Los Angeles Charter Reform

You are absolutely right to advocate in favor of smaller councilmanic districts (editorial, March 22). If the city of Los Angeles is to be responsive to its citizens, it must have City Council representatives who are more directly responsive to the people they are supposed to represent. New York and Chicago each have 50 or more coun- cilmen/aldermen. Those elected representatives know their constituents and their constituents' problems. It is impossible for the councilpersons of Los Angeles to know the 225,000 people they are supposed to represent.

The current budget of the Los Angeles City Council is approximately 0.2 of 1% of the city budget. The council should be enlarged as you have suggested and the cost of operating it should be capped at its present cost, subject to increases caused by inflation.

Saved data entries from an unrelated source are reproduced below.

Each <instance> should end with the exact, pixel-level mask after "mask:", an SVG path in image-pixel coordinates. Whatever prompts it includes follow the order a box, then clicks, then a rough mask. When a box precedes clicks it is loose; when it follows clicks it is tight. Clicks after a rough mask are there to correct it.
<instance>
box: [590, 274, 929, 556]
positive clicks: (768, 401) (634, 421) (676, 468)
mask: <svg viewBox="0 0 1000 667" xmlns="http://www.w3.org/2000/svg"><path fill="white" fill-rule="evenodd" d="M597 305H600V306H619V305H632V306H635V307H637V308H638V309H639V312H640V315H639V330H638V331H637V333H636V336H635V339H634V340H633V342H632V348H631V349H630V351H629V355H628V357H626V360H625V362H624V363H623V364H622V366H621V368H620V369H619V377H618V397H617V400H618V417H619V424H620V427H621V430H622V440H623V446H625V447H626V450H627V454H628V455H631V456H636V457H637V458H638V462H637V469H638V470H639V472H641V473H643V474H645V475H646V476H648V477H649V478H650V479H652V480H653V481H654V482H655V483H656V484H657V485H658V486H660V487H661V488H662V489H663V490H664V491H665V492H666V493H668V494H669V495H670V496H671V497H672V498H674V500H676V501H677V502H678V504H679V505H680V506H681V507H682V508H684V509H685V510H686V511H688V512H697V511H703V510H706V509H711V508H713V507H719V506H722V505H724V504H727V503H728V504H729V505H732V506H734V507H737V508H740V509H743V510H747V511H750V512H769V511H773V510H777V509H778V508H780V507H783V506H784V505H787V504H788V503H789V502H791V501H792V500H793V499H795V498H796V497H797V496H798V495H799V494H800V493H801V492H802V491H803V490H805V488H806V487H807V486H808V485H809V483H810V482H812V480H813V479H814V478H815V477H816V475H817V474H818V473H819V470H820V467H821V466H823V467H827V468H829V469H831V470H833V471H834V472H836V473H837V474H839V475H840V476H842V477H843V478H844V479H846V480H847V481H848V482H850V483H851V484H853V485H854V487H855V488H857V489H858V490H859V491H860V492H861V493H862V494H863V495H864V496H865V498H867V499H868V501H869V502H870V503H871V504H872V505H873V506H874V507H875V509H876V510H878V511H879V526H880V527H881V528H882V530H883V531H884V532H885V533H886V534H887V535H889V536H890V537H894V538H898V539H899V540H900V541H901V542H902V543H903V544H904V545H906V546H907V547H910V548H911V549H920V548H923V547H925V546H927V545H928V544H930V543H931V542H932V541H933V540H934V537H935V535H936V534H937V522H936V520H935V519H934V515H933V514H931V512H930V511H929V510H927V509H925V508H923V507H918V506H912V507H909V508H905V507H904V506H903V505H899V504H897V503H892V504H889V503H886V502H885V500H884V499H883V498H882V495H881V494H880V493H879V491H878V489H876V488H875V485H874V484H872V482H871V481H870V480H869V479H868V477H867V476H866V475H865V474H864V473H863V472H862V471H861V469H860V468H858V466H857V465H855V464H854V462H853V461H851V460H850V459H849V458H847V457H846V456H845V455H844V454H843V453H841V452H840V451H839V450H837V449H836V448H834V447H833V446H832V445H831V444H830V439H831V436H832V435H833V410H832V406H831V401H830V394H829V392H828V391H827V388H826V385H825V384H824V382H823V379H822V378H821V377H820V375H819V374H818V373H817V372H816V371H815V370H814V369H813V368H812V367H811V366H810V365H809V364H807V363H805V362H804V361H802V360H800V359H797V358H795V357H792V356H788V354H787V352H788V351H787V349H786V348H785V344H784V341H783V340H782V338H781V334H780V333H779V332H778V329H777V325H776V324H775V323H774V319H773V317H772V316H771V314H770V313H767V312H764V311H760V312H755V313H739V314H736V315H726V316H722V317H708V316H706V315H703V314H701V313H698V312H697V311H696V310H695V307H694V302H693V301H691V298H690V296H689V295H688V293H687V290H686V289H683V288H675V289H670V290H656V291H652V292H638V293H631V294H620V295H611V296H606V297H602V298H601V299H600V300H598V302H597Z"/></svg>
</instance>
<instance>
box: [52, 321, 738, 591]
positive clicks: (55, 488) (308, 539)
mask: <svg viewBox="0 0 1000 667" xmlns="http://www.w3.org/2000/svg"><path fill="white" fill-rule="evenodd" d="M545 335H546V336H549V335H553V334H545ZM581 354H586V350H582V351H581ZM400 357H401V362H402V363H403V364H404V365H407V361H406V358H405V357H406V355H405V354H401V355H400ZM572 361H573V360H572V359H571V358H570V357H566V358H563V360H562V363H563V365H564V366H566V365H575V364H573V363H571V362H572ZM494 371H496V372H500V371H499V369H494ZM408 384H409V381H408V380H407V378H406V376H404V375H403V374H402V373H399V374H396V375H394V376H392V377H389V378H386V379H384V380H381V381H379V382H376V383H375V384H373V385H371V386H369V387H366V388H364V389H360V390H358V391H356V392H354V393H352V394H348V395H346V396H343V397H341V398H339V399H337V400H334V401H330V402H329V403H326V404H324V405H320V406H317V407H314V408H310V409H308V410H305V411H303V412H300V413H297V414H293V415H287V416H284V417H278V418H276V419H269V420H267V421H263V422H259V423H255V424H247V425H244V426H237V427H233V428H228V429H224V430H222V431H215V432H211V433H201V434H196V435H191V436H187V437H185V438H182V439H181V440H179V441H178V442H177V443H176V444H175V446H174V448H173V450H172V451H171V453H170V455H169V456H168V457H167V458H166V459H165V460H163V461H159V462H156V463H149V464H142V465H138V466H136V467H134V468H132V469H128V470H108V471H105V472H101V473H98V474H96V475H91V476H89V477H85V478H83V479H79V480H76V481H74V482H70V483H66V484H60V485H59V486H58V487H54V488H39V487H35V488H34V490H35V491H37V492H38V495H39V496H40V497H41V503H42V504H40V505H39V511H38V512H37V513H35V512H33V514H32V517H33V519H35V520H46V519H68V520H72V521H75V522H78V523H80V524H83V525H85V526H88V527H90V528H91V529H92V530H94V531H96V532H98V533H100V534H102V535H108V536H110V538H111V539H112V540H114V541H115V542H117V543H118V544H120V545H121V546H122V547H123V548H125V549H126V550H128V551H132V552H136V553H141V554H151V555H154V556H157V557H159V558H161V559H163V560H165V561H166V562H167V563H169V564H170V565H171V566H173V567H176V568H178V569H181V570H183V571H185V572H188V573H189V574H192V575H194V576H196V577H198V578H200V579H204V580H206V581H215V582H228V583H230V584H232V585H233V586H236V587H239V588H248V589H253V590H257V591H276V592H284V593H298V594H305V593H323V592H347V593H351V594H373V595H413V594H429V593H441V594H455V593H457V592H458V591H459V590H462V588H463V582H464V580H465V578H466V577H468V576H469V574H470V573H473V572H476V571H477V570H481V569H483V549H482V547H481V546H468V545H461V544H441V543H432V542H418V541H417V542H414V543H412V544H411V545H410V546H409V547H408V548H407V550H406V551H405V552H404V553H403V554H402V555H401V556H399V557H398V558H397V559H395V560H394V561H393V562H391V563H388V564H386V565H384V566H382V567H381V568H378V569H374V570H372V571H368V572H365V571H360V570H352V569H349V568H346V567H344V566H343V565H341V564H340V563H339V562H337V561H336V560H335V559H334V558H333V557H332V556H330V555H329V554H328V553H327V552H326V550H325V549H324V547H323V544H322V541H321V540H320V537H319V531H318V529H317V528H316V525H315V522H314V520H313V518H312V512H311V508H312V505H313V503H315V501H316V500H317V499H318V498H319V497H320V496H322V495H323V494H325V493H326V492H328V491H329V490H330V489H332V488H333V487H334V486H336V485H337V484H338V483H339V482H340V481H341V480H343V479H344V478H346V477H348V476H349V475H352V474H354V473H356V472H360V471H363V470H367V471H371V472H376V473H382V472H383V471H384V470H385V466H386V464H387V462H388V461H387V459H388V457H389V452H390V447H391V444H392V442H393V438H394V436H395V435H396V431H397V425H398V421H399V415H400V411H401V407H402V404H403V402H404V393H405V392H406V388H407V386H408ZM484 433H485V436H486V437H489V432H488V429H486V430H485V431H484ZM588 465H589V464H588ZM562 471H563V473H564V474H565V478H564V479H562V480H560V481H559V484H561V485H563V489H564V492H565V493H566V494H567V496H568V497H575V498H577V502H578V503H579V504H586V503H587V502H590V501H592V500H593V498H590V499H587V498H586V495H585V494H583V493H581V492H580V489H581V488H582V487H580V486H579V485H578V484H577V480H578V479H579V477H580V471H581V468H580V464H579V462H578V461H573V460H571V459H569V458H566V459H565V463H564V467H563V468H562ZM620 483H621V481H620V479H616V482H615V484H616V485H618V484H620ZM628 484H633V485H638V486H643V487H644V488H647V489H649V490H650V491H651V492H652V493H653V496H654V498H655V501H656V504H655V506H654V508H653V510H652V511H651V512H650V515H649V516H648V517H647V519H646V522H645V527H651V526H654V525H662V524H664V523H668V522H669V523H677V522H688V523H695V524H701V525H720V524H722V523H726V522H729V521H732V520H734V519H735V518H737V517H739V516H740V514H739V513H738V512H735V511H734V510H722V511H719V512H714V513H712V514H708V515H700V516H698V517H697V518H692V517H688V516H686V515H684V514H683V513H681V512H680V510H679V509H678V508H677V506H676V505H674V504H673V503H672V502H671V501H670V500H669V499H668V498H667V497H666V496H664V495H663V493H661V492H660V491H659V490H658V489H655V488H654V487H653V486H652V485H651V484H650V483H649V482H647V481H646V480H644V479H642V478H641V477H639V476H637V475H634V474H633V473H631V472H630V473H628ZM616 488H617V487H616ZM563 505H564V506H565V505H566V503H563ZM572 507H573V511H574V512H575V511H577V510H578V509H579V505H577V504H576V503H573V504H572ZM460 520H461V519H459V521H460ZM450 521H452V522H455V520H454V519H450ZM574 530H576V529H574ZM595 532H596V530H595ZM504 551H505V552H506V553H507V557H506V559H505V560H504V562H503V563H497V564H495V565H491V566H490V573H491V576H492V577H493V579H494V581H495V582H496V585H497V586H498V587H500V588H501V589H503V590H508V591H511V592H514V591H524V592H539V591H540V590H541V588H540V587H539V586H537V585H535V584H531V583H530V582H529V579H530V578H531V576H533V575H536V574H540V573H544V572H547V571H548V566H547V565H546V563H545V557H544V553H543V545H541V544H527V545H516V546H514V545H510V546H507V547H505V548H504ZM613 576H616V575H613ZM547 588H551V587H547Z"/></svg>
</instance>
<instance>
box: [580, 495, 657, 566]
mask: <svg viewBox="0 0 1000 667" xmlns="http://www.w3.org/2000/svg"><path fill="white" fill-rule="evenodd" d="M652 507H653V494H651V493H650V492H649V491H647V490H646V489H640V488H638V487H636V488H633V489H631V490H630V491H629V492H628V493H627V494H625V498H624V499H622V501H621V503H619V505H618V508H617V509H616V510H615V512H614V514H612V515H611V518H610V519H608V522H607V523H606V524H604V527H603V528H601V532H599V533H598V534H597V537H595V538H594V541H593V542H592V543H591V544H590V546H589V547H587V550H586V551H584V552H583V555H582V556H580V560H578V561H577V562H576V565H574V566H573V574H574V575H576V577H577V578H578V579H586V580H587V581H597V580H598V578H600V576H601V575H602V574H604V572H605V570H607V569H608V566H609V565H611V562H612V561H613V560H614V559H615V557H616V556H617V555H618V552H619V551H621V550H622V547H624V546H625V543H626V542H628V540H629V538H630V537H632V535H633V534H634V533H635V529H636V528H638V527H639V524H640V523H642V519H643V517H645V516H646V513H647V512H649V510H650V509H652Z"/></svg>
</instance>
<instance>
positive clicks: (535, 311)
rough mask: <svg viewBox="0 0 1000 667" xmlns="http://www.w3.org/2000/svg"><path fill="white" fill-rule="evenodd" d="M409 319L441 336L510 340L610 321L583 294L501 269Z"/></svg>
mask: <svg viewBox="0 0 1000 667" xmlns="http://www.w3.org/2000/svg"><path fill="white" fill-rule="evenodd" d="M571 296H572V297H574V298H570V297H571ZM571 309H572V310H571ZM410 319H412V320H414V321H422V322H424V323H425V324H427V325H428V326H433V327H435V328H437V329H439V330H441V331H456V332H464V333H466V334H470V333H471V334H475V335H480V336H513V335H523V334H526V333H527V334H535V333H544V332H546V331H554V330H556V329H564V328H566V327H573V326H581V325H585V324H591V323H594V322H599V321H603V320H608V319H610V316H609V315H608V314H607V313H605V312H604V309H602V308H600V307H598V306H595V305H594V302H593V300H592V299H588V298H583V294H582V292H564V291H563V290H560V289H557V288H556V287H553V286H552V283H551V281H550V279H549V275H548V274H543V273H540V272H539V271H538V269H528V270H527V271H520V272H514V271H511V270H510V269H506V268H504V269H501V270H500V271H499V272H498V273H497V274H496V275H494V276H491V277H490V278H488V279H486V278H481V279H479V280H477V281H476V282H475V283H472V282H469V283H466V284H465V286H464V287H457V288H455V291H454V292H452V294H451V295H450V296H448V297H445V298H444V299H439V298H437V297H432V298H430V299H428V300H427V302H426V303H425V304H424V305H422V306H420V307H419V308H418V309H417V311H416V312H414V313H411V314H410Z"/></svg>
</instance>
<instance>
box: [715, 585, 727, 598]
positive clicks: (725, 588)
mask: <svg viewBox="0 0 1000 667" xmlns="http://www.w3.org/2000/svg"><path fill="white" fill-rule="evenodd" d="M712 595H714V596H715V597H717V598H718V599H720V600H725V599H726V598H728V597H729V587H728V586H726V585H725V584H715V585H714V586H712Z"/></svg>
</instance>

Finally, smaller council districts will be an effective way of empowering neighborhoods without resorting to so-called "neighborhood councils," which would balkanize land-use planning without any fiscal restraint.


Los Angeles

* I agree with your editorial that we should increase the number of councilmanic seats from 15 to 35.

There is no doubt many of our civic problems have come from this great lack of real representation. The present problem, however, is that the current City Council is not going to give up power easily.

Best proof of this was the way they approached charter reform. They not only picked their own reform panel but also kept control of any recommendations it comes up with, unlike the elected panel, which can do what it wants without being hampered.